In the Upper-Division Experience, a swing building will be built to account for the demolition of Barnes Campbell Hall. The new residence hall will be built in an “L” shape with the longer leg running down College Heights Boulevard.

“It’s important to us that this building relates to what is going on with the Kentucky Building,” Kuster said. “We have purposefully situated the building to reduce the number of trees that we would have to eliminate. We believe we would be able to save the trees that are along College Heights Boulevard.”

“In our design we are talking about building some terraces so that students could sit outside on the terrace and have a lot of open space,” Kuster said.  “Also on the ground floor we would include a dining option that would be like Fresh Food and also be a 24 –hour service option.”

Also in the Upper-Division Experience, another suite-style wing will be added to Bates-Runner Hall, which will give the hall a central courtyard. This construction will be completed in 2024.

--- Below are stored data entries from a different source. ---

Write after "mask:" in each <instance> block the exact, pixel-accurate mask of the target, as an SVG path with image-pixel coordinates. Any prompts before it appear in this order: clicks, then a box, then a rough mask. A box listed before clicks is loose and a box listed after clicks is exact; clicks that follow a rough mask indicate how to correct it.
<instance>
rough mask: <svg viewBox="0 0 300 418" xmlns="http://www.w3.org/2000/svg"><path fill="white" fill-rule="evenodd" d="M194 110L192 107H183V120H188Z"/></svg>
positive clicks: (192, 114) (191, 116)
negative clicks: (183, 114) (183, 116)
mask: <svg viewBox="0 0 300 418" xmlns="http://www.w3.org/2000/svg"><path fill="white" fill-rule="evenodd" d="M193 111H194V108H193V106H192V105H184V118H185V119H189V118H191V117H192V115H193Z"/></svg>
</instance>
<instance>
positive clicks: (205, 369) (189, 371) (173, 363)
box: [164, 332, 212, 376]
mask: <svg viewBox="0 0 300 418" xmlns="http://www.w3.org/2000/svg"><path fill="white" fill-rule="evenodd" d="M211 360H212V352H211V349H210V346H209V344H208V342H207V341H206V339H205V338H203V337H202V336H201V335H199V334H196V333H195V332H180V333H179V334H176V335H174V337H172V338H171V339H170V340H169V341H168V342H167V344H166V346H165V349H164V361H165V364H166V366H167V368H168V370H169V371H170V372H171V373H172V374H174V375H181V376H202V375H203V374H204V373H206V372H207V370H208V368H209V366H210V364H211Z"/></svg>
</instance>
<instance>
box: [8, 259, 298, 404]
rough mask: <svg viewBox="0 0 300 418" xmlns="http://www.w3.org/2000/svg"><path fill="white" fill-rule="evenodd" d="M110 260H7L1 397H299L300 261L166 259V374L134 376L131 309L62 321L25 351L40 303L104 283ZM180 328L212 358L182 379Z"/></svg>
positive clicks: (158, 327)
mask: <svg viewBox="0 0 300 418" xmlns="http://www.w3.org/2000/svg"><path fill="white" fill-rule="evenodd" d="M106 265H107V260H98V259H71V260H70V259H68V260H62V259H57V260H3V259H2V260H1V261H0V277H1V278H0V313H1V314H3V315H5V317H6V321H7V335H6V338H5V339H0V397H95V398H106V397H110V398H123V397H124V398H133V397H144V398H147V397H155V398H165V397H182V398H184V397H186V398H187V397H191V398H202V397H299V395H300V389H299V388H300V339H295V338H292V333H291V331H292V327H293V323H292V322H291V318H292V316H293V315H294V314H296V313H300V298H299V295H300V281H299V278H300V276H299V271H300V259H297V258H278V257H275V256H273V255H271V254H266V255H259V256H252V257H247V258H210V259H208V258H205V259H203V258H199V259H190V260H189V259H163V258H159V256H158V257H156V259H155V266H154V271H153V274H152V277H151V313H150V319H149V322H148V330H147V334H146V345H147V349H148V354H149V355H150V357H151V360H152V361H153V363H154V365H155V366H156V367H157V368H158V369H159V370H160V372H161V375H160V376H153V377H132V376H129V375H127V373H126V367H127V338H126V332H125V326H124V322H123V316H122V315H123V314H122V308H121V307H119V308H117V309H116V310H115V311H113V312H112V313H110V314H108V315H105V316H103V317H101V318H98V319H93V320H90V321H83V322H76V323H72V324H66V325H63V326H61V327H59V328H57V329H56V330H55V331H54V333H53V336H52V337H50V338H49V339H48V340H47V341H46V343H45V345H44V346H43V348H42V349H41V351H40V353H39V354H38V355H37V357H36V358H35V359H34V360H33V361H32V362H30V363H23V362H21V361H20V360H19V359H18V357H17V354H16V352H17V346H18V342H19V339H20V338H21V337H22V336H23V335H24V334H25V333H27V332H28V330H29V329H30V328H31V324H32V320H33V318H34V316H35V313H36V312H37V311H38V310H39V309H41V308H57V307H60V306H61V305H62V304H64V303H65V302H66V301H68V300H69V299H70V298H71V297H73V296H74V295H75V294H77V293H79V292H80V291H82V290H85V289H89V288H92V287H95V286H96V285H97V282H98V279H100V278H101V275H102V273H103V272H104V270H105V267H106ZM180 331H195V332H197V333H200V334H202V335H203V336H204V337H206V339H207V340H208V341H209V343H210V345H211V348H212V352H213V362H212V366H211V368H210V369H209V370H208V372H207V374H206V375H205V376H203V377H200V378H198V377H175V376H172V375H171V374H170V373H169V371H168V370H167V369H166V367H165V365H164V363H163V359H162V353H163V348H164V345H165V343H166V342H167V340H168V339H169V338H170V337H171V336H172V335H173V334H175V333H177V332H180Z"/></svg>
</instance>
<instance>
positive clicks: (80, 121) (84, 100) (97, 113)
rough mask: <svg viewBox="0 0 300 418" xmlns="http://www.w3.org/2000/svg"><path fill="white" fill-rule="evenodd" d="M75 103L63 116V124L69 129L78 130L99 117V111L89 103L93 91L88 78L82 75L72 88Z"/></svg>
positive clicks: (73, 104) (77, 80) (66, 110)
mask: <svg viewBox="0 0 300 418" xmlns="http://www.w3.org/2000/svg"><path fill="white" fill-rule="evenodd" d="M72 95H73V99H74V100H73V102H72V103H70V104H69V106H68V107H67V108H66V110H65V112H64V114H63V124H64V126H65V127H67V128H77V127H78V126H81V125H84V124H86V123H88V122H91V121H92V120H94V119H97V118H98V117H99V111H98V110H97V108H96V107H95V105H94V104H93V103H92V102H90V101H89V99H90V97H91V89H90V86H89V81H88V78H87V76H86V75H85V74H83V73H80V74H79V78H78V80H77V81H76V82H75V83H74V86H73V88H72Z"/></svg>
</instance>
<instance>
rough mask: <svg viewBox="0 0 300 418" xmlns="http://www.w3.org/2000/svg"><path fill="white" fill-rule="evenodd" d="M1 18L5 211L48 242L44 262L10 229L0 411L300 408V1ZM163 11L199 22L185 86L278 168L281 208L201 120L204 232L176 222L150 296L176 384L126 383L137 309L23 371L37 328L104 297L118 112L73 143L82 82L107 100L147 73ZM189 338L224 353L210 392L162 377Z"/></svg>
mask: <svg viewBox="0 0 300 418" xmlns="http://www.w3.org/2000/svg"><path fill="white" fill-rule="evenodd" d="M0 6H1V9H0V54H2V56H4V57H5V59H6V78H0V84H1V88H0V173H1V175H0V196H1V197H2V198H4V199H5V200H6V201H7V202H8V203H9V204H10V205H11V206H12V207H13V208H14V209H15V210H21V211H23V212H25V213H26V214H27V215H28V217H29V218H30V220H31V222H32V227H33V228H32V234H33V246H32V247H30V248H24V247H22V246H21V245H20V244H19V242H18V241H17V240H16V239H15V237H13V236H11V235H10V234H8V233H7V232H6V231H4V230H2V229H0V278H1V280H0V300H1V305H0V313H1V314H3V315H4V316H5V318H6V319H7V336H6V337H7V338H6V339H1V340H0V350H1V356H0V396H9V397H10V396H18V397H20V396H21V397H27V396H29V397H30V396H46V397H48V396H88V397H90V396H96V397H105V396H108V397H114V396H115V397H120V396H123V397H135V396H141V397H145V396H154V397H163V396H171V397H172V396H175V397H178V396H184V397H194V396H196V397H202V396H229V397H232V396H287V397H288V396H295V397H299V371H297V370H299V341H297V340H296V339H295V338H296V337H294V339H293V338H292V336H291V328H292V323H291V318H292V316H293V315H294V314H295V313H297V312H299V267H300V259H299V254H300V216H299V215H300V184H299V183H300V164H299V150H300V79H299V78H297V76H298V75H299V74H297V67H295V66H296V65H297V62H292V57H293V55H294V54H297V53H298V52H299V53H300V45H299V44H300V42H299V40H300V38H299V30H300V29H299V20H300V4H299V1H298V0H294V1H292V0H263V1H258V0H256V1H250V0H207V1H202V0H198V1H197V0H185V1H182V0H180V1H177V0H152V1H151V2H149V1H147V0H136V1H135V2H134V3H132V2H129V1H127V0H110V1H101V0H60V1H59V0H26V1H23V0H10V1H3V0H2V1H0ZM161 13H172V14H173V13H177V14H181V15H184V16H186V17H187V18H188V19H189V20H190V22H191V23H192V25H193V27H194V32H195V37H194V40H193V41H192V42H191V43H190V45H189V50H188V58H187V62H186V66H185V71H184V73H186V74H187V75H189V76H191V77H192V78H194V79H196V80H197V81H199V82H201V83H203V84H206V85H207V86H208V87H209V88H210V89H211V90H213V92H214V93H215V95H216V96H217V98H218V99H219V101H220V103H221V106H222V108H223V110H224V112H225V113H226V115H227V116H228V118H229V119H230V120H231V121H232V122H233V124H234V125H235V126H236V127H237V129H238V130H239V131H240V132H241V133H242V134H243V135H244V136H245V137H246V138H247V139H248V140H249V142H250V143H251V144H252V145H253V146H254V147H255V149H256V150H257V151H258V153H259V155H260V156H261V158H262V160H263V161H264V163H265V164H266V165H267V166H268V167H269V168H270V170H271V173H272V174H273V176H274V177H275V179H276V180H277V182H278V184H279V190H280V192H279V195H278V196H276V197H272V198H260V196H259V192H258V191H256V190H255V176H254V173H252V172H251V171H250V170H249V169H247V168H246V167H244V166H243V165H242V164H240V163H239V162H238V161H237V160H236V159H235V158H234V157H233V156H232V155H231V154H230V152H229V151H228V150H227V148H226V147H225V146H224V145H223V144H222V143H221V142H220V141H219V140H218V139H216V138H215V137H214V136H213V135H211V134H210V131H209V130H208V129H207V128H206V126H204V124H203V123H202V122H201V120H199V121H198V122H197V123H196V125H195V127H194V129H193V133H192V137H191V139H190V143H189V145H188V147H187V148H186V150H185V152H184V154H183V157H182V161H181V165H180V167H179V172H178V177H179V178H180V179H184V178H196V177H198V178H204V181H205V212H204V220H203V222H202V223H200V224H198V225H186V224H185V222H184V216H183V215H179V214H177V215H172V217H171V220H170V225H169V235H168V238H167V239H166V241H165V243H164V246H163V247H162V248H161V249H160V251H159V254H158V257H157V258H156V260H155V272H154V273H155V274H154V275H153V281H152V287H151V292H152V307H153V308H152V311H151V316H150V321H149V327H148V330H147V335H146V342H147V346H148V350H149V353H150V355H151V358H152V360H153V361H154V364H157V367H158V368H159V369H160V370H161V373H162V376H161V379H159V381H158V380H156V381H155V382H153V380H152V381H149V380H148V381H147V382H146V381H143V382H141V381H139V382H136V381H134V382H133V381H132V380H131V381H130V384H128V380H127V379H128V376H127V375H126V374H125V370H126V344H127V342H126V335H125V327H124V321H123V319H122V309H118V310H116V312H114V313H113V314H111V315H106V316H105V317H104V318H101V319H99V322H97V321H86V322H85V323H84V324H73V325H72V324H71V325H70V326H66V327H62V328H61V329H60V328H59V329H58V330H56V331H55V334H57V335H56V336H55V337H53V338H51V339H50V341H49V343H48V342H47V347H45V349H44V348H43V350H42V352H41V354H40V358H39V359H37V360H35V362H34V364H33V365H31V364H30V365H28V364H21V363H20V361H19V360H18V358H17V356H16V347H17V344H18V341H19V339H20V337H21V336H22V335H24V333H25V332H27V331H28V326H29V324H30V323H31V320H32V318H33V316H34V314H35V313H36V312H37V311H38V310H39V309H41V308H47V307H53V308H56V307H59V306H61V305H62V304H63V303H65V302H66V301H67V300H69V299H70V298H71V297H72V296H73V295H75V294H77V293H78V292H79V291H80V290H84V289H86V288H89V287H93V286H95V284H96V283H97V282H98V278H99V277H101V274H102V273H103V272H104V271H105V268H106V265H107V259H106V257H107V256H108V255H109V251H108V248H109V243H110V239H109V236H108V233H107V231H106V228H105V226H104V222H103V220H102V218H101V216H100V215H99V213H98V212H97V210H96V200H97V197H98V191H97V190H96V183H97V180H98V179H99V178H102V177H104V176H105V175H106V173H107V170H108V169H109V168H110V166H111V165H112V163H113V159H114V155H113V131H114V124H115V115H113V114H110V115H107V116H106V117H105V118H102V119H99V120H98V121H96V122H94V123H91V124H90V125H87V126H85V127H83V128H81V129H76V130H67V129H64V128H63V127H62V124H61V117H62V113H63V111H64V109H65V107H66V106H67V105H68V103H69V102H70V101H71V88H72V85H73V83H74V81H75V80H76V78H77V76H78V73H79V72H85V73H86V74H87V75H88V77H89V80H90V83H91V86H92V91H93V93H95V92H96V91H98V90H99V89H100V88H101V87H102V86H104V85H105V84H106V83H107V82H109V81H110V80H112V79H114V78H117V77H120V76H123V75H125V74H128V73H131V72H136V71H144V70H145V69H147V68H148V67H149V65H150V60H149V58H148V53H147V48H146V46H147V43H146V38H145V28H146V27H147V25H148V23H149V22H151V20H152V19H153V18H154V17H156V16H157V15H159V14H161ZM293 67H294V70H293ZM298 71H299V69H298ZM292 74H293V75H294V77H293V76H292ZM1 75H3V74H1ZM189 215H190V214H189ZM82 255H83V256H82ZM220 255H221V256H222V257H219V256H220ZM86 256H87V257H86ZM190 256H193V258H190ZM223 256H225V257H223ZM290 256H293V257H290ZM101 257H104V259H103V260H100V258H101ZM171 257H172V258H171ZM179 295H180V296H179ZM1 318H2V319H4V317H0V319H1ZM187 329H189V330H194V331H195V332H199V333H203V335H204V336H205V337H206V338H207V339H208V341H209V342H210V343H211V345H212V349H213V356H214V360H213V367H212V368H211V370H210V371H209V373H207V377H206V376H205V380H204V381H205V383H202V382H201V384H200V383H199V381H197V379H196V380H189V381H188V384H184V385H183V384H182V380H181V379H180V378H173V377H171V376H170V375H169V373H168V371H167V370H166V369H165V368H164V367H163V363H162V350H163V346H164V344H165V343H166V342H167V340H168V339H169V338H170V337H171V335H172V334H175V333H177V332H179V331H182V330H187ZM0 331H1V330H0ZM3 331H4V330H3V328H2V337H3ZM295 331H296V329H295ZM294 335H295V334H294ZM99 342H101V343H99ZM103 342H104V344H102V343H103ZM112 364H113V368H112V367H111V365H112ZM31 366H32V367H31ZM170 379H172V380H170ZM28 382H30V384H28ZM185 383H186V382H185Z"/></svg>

Kuster also said that in the tenth and final year of the plan, McCormack Hall will be gutted and each room will be converted to two bedrooms sharing a bath. He said that the hall has a column every third bedroom, which gives them more open space and opportunities.

At the Board of Regents meeting on Friday, WKU President Gary Ransdell said that the plan was “splendid and financially sound.”

“In reality of time, over 16 years we have renovated every building, but now that the other campuses are building more residence halls the perception of the incoming student is that we are falling behind because they have shiny new buildings,” Ransdell said. “I could not be more proud of the members of the Student Life Foundation Board and Brian’s (Kuster) team to create this next dynamic to ensure that our students have the best possible housing at the lowest possible price.”

“Our housing has gone from being a recruitment facilitator, to being a recruitment deterrent,’ Ransdell said. “That’s why its time for the next generation of housing.”